Re: Hash Indexes

Поиск
Список
Период
Сортировка
От Robert Haas
Тема Re: Hash Indexes
Дата
Msg-id CA+TgmoZa4RZXooXL3WUF8NpB+TRT4fh0gsYx7wVJ8k7bW0qQNQ@mail.gmail.com
обсуждение исходный текст
Ответ на Re: Hash Indexes  (Amit Kapila <amit.kapila16@gmail.com>)
Ответы Re: Hash Indexes
Re: Hash Indexes
Список pgsql-hackers
On Mon, Oct 24, 2016 at 10:30 AM, Amit Kapila <amit.kapila16@gmail.com> wrote:
> [ new patches ]

I looked over parts of this today, mostly the hashinsert.c changes.

+    /*
+     * Copy bucket mapping info now;  The comment in _hash_expandtable where
+     * we copy this information and calls _hash_splitbucket explains why this
+     * is OK.
+     */

So, I went and tried to find the comments to which this comment is
referring and didn't have much luck.  At the point this code is
running, we have a pin but no lock on the metapage, so this is only
safe if changing any of these fields requires a cleanup lock on the
metapage.  If that's true, it seems like you could just make the
comment say that; if it's false, you've got problems.

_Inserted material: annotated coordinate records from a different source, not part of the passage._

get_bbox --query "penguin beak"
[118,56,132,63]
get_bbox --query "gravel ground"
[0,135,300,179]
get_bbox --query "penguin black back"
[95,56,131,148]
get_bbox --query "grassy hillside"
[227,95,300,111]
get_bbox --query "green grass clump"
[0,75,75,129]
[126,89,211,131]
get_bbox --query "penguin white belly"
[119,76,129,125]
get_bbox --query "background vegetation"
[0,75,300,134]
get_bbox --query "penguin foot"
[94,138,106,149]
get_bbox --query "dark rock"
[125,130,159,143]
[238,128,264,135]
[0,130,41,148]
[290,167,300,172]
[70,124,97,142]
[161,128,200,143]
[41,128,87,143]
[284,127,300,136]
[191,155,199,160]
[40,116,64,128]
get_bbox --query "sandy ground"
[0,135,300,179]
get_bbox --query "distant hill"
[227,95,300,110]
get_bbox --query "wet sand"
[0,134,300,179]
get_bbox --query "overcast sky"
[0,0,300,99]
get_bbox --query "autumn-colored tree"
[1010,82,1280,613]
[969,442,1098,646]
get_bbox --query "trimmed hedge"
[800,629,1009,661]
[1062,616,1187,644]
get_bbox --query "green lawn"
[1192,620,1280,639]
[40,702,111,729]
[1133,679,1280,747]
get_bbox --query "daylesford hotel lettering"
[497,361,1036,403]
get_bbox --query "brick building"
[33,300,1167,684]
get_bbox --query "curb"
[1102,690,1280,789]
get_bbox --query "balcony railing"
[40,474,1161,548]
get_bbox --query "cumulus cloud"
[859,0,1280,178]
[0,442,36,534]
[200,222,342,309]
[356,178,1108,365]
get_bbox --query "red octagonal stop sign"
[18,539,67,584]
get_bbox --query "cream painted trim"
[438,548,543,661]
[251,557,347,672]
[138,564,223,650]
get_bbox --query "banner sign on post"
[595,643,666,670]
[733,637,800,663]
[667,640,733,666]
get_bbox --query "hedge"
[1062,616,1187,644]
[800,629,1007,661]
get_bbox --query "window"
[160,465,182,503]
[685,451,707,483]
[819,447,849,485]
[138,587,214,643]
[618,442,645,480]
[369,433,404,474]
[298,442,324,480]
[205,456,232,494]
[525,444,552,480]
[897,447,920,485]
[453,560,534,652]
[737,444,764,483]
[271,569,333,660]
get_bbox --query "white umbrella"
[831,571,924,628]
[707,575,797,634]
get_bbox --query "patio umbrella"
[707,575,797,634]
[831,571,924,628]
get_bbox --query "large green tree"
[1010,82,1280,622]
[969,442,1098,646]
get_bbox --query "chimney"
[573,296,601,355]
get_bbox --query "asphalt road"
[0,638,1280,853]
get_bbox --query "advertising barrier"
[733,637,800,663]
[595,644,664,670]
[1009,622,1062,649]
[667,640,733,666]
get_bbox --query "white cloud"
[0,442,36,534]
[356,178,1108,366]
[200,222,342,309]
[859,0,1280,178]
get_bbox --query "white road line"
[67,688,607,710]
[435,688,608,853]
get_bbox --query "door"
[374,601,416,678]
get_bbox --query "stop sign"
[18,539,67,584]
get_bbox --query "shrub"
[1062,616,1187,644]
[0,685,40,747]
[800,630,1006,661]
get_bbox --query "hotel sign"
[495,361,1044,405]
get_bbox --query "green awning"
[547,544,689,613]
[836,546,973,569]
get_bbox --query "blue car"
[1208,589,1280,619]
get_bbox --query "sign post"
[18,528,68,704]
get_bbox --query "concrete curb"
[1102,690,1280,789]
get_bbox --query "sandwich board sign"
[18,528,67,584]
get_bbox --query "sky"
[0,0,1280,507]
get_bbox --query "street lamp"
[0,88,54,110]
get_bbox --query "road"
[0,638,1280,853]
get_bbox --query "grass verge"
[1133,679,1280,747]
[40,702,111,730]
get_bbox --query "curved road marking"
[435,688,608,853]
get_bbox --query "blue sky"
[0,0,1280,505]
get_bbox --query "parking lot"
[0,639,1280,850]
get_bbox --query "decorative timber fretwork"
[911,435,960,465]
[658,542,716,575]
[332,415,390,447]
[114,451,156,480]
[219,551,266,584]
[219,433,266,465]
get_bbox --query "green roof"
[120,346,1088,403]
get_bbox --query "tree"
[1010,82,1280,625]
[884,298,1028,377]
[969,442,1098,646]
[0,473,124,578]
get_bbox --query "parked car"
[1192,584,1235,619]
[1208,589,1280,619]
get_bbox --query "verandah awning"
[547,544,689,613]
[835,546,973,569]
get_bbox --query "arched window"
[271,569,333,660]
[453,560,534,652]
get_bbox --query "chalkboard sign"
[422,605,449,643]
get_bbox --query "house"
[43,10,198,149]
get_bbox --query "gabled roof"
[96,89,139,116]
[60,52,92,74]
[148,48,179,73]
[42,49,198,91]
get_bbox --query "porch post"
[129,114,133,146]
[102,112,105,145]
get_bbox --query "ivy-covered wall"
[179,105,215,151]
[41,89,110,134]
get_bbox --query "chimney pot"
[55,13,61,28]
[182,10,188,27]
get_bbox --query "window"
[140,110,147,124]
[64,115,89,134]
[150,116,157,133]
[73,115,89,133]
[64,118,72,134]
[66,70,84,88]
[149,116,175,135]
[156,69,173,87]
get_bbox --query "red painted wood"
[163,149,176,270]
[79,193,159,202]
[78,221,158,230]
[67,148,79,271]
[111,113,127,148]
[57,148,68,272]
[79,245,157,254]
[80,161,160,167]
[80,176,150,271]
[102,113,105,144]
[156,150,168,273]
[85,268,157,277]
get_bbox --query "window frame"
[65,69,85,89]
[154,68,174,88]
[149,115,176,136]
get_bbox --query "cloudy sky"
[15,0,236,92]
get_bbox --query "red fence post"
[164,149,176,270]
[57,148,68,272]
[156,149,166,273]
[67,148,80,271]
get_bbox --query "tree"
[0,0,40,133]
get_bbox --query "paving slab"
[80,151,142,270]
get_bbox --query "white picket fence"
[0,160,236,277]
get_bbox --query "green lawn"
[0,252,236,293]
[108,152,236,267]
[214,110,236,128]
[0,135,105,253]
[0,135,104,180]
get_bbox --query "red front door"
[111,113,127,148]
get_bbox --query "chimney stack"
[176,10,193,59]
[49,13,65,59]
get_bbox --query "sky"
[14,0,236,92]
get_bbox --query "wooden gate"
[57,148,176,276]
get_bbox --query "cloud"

This code seems rather pointless anyway, the way it's written.  All of
these local variables are used in exactly one place, which is here:

+            _hash_finish_split(rel, metabuf, buf, nbuf, maxbucket,
+                               highmask, lowmask);

But you hold the same locks at the point where you copy those values
into local variables and the point where that code runs.  So if the
code is safe as written, you could instead just pass
metap->hashm_maxbucket, metap->hashm_highmask, and
metap->hashm_lowmask to that function instead of having these local
variables.  Or, for that matter, you could just let that function read
the data itself: it's got metabuf, after all.

+     * In future, if we want to finish the splits during insertion in new
+     * bucket, we must ensure the locking order such that old bucket is locked
+     * before new bucket.

Not if the locks are conditional anyway.

+        nblkno = _hash_get_newblk(rel, pageopaque);

I think this is not a great name for this function.  It's not clear
what "new blocks" refers to, exactly.  I suggest
FIND_SPLIT_BUCKET(metap, bucket) or OLD_BUCKET_TO_NEW_BUCKET(metap,
bucket) returning a new bucket number.  I think that macro can be
defined as something like this: bucket + (1 <<
(fls(metap->hashm_maxbucket) - 1)). Then do nblkno =
BUCKET_TO_BLKNO(metap, newbucket) to get the block number.  That'd all
be considerably simpler than what you have for hash_get_newblk().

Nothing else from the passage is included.